Filed Date: 12/15/1986
Status: Precedential
Modified Date: 10/28/2024
— In an action to recover damages for breach of a contract to lease an automobile, the defendants appeal from an order of the Supreme Court, Queens County (Lerner, J.), dated June 20, 1985, which denied their motion to vacate their default in appearing for trial.
Ordered that the order is affirmed, with costs.
In order for the defendants to be relieved of their default in appearing for trial, they must establish that (1) there is a reasonable excuse for their failure to appear, and (2) there exists a meritorious defense to this action (see, Saltzman v Knockout Chem. & Equip.
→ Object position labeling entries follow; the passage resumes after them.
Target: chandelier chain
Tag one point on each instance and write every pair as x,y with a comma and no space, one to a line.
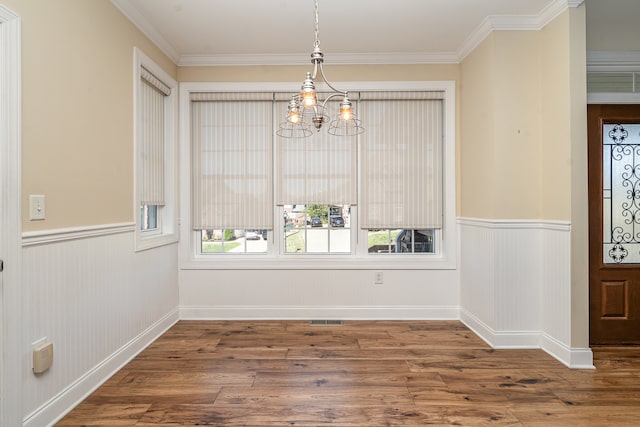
316,43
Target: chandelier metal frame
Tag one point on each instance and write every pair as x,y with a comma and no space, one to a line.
305,111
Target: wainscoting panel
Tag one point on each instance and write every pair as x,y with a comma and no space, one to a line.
516,285
98,302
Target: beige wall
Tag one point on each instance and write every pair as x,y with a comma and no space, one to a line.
77,80
515,125
555,117
477,132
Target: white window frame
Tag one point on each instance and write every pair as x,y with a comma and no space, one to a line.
446,238
167,215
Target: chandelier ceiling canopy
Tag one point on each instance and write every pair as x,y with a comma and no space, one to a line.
306,111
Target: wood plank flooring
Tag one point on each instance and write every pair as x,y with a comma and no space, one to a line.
364,373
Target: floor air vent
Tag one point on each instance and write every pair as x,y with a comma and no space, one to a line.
325,322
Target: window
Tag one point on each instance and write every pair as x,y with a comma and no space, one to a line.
155,106
385,198
317,229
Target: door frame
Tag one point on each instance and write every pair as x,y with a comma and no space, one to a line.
10,217
597,115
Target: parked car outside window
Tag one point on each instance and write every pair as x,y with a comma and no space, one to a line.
336,221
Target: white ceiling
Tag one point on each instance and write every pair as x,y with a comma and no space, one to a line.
232,32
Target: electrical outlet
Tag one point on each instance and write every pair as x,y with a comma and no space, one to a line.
36,207
378,279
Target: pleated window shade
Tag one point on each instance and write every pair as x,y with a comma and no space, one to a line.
320,169
232,136
401,160
153,93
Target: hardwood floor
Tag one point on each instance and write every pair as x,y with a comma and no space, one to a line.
365,373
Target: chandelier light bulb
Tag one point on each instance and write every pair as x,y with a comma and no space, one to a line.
305,109
308,92
346,113
294,117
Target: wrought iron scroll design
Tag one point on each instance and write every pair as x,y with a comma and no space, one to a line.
624,193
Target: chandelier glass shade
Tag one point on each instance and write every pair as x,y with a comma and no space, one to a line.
306,111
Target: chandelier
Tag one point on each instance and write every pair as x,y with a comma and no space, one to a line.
306,111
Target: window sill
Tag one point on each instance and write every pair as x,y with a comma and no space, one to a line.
314,262
143,244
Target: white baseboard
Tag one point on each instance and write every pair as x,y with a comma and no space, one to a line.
500,339
307,313
61,404
575,358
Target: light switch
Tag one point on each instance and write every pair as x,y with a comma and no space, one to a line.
42,358
36,207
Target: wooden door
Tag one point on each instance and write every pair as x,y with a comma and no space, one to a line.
614,224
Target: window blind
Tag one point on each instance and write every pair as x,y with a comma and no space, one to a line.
401,155
320,169
232,161
151,158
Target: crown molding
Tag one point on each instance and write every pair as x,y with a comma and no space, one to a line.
490,24
134,15
333,59
514,23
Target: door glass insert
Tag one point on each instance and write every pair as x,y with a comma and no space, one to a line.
621,193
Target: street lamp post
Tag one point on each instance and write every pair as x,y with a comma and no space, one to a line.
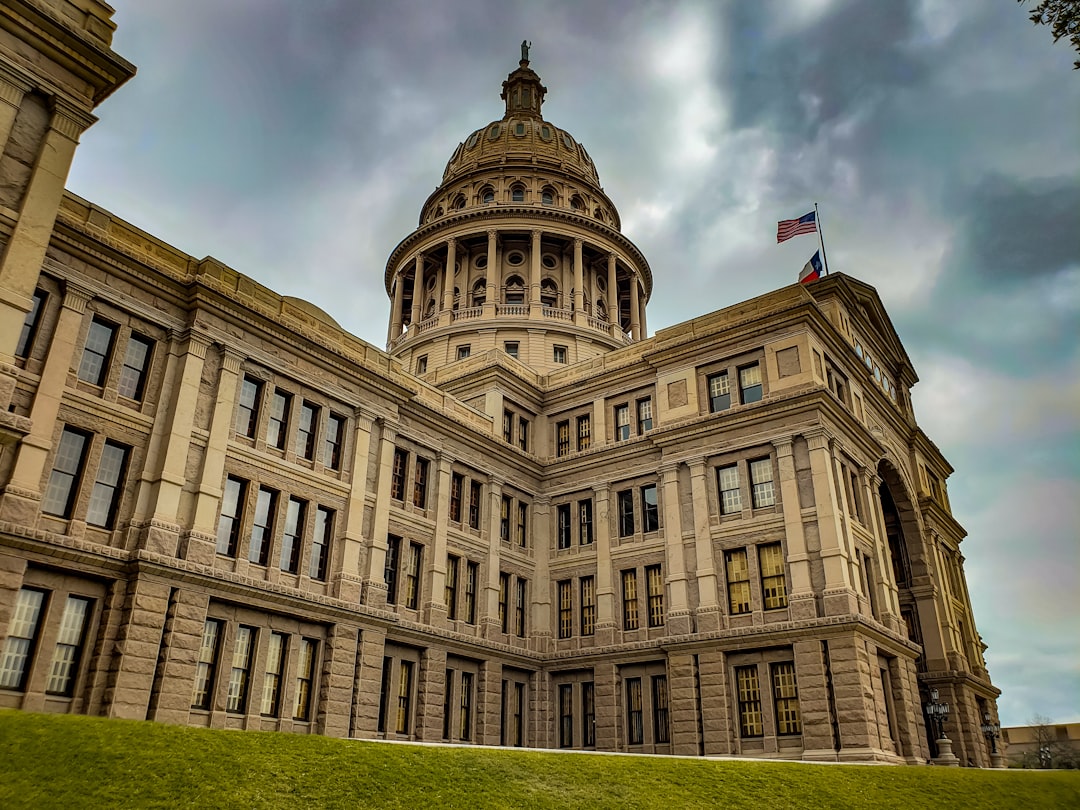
991,731
936,712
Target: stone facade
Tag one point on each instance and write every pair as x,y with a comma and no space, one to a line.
527,523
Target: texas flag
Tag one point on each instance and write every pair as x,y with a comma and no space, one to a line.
812,269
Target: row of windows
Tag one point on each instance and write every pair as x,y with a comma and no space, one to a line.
308,422
19,650
266,515
73,453
241,673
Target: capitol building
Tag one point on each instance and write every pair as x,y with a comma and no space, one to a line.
527,521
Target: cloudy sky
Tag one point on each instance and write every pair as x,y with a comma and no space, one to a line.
297,140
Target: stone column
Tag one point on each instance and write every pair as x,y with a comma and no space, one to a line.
375,583
635,308
489,613
348,576
491,273
22,257
710,616
605,589
200,543
535,277
417,292
679,619
165,471
839,597
22,497
801,601
579,285
612,297
435,609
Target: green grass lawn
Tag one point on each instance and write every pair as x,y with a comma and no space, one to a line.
75,761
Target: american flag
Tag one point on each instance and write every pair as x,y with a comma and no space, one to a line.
788,228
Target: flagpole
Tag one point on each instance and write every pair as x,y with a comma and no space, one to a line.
821,238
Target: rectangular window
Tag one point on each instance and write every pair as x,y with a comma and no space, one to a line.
30,324
404,698
240,675
644,415
565,608
523,523
630,620
291,538
457,484
266,505
504,518
22,640
588,606
660,724
413,576
397,474
625,513
520,585
305,678
69,642
306,431
450,596
584,433
206,667
786,696
278,420
727,481
750,701
563,522
503,602
761,489
566,715
773,588
719,392
420,484
750,383
472,579
67,473
585,522
247,409
738,570
273,673
563,439
321,543
105,496
588,715
635,726
390,568
655,581
650,509
94,366
334,442
621,422
232,515
133,373
474,496
464,716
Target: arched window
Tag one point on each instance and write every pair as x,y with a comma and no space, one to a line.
480,293
549,293
515,291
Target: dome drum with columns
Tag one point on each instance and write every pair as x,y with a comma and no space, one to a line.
518,250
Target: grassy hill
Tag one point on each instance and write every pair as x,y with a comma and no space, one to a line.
76,761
Co., 108 AD2d 908; Passalacqua v Banat, 103 AD2d 769, appeal dismissed 63 NY2d 770; 5 Weinstein-Korn-Miller, NY Civ Prac ¶ 5015.04, at 50-288 — 50-289).
The defendants’ motion to vacate their default was supported only by the affirmation of their attorney who had no personal knowledge of the facts constituting the alleged meritorious defense. Such an affirmation has no substantive probative value as to a showing of a meritorious defense, and the motion to vacate the defendants’ default was therefore properly denied (see, Solargen Elees, v General Elec. Co., 86 AD2d 792; Andreano v Testa, 64 AD2d 1019; Ferreri v Winston Mall, 54 AD2d 970). Mangano, J. P., Brown, Weinstein and Spatt, JJ., concur.